In this issue of Cancer, Ergolu and colleagues1 describe the emerging utility of circulating tumor DNA (ctDNA) as a predictor of immunotherapy treatment outcomes in melanoma.1 Although this study is only an initial glimpse into the potential of ctDNA to impact on clinical practice, it seems likely that noninvasive disease assessment will have a major role in oncology moving into the future. Many studies across tumor types have now demonstrated ctDNA as a marker of tumor burden and cancer proliferation.2,3 In addition, ctDNA has been shown to be predictive of treatment response across a variety of treatment modalities.4–7 In adjuvant bladder cancer, reanalysis of an originally reported negative phase 3 trial suggests that ctDNA is highly predictive of benefit for atezolizumab versus observation. Similarly in colorectal cancer, noninferiority of a ctDNA-guided approach compared to adjuvant chemotherapy has been demonstrated in stage II disease.8,9 Eroglu et al.1 add to this literature by providing further insight into ctDNA dynamics during immune-checkpoint inhibitors (ICI) in both adjuvant and advanced melanoma. They found that increasing ctDNA levels during ICI was predictive of distant metastatic relapse in the adjuvant setting as well as inferior progression-free survival (PFS) in treatment-naive metastatic disease.

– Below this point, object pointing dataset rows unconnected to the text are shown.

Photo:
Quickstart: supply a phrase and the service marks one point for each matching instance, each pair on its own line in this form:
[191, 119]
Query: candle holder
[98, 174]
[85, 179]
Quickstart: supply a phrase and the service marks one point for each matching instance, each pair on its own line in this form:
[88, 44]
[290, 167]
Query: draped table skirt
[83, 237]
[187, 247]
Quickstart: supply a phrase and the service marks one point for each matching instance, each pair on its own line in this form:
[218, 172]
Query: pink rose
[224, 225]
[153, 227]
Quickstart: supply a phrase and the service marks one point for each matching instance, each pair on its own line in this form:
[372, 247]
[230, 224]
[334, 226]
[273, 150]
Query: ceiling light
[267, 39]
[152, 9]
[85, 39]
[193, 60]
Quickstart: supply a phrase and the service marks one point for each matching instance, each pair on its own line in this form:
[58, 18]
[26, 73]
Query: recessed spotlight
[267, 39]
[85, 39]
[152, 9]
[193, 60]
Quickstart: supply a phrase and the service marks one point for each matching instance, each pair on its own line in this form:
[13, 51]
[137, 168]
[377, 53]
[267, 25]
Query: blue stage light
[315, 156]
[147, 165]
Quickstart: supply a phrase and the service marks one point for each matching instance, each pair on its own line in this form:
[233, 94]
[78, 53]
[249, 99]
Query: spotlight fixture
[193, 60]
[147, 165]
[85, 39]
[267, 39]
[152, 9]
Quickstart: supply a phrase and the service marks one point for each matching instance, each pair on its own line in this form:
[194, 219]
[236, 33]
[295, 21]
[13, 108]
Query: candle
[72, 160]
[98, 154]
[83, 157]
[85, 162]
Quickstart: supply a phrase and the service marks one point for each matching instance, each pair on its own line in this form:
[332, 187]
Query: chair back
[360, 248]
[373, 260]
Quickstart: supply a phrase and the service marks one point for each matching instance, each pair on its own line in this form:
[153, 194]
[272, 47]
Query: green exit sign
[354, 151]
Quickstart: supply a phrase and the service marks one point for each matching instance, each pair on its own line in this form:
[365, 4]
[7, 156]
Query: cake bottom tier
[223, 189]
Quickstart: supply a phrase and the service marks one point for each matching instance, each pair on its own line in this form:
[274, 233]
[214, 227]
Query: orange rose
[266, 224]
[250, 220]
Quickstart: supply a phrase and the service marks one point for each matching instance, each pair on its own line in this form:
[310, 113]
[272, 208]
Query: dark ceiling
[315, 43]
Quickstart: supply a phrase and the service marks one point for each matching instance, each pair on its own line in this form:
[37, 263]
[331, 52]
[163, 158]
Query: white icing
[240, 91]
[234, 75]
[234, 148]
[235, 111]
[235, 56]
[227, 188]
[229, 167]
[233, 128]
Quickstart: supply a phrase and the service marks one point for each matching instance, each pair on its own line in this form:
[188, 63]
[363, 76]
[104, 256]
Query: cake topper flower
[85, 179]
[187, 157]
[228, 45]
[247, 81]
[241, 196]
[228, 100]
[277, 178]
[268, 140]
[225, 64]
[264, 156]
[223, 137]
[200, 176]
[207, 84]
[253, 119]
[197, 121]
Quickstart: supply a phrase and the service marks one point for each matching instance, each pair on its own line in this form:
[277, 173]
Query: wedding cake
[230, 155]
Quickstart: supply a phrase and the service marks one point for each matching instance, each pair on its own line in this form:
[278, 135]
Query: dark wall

A wide range of ctDNA assays are now in clinical use, ranging from tumor-informed approaches that apply identified mutations into small targeted panels or droplet digital assays, to tumor agnostic approaches that sequence the whole genome or methylome. Which of these approaches is optimal is likely application- or investigation-specific and there are few head-to-head comparisons. One hypothesis would be that given the impact of sampling variation and the paucity of mutant DNA fragments in blood and other fluids, full sequencing panels may be more broadly applicable to increase the number of detectable loci. That being said, comparisons of multi-target to single-target assays, to date, have not shown a difference in identifying molecular recurrence in colorectal cancer.10 Assay sensitivity is therefore likely to be more complex in clinical practice, especially when taking into account potential sites of disease-spread, such as the brain, where less ctDNA is found in the bloodstream.11
It will likely also be important to consider the context in which ctDNA is being used; for post curative-intent therapy and minimal residual disease (MRD) detection, sensitivity is critical to identify early disease recurrence. In the context of advanced disease, the level of ctDNA may be critical to inform early change to maximize the impact of available treatments. Similarly, some clinicians may continue treatment beyond progression in a selected group of patients on standard therapy if ctDNA levels are stable and/or reduced in an attempt to optimize immunotherapy outcomes.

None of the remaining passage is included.